Medical Decision Making (MDM)
January 2016; 36 (1)
Mind the Gap! A Multilevel Analysis of Factors Related to Variation in Published Cost-Effectiveness Estimates within and between Countries
Christian E. H. Boehler, PhD, Joanne Lord, PhD
Institute for Prospective Technological Studies, Joint Research Centre–European Commission, Seville, Spain (CEHB)
Health Economics Research Group, Brunel University, Uxbridge, UK (JL)
Background. Published cost-effectiveness estimates can vary considerably, both within and between countries. Despite extensive discussion, little is known empirically about factors relating to these variations.
Objectives. To use multilevel statistical modeling to integrate cost-effectiveness estimates from published economic evaluations to investigate potential causes of variation.
Methods. Cost-effectiveness studies of statins for cardiovascular disease prevention were identified by systematic review. Estimates of incremental costs and effects were extracted from reported base case, sensitivity, and subgroup analyses, with estimates grouped in studies and in countries. Three bivariate models were developed: a cross-classified model to accommodate data from multinational studies, a hierarchical model with multinational data allocated to a single category at country level, and a hierarchical model excluding multinational data. Covariates at different levels were drawn from a long list of factors suggested in the literature.

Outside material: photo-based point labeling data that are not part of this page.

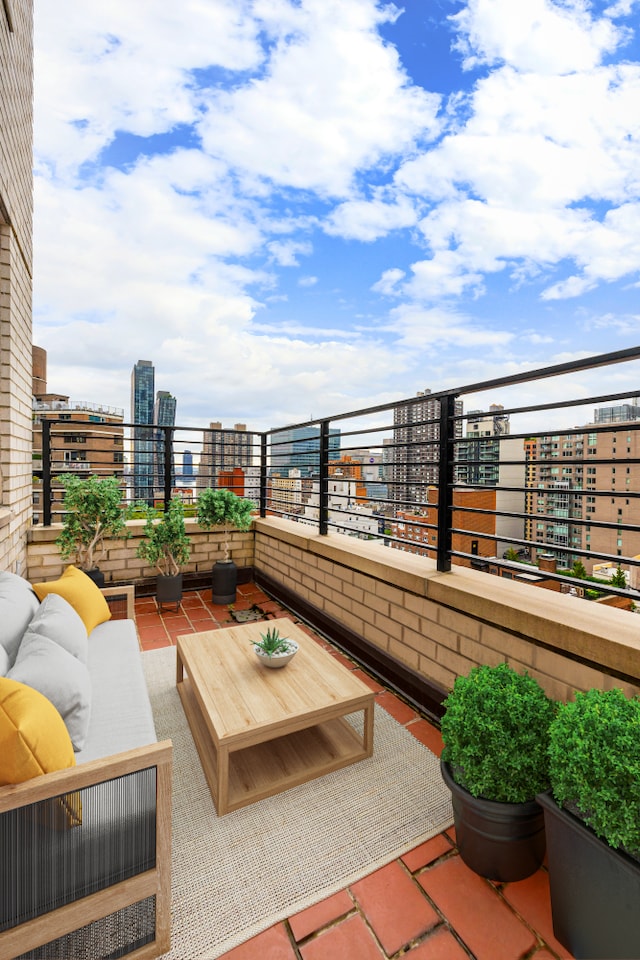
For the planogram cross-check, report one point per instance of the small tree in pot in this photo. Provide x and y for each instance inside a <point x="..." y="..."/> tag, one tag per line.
<point x="224" y="509"/>
<point x="166" y="547"/>
<point x="93" y="510"/>
<point x="496" y="734"/>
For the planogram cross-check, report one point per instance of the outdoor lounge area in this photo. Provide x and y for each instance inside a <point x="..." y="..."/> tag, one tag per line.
<point x="426" y="905"/>
<point x="407" y="630"/>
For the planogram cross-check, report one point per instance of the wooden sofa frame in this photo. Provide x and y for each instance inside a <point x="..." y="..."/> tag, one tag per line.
<point x="151" y="883"/>
<point x="155" y="882"/>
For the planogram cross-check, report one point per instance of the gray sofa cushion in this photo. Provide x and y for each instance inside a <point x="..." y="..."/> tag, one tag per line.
<point x="57" y="620"/>
<point x="121" y="716"/>
<point x="63" y="679"/>
<point x="18" y="605"/>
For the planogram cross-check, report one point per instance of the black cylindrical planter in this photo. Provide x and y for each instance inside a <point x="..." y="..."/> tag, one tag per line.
<point x="500" y="841"/>
<point x="169" y="590"/>
<point x="224" y="579"/>
<point x="96" y="575"/>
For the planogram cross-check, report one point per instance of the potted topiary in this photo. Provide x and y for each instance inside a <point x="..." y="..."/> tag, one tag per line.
<point x="496" y="734"/>
<point x="223" y="508"/>
<point x="166" y="547"/>
<point x="274" y="650"/>
<point x="93" y="510"/>
<point x="592" y="816"/>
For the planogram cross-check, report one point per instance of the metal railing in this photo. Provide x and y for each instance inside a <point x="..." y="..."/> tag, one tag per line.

Results. We found 67 studies reporting 2094 cost-effectiveness estimates relating to 23 countries (6 studies reporting for more than 1 country). Data and study-level covariates included patient characteristics, intervention and comparator cost, and some study methods (e.g., discount rates and time horizon). After adjusting for these factors, the proportion of variation attributable to countries was negligible in the cross-classified model but moderate in the hierarchical models (14%−19% of total variance). Country-level variables that improved the fit of the hierarchical models included measures of income and health care finance, health care resources, and population risks.
Conclusions. Our analysis suggested that variability in published cost-effectiveness estimates is related more to differences in study methods than to differences in national context. Multinational studies were associated with much lower country-level variation than single-country studies. These findings are for a single clinical question and may be atypical.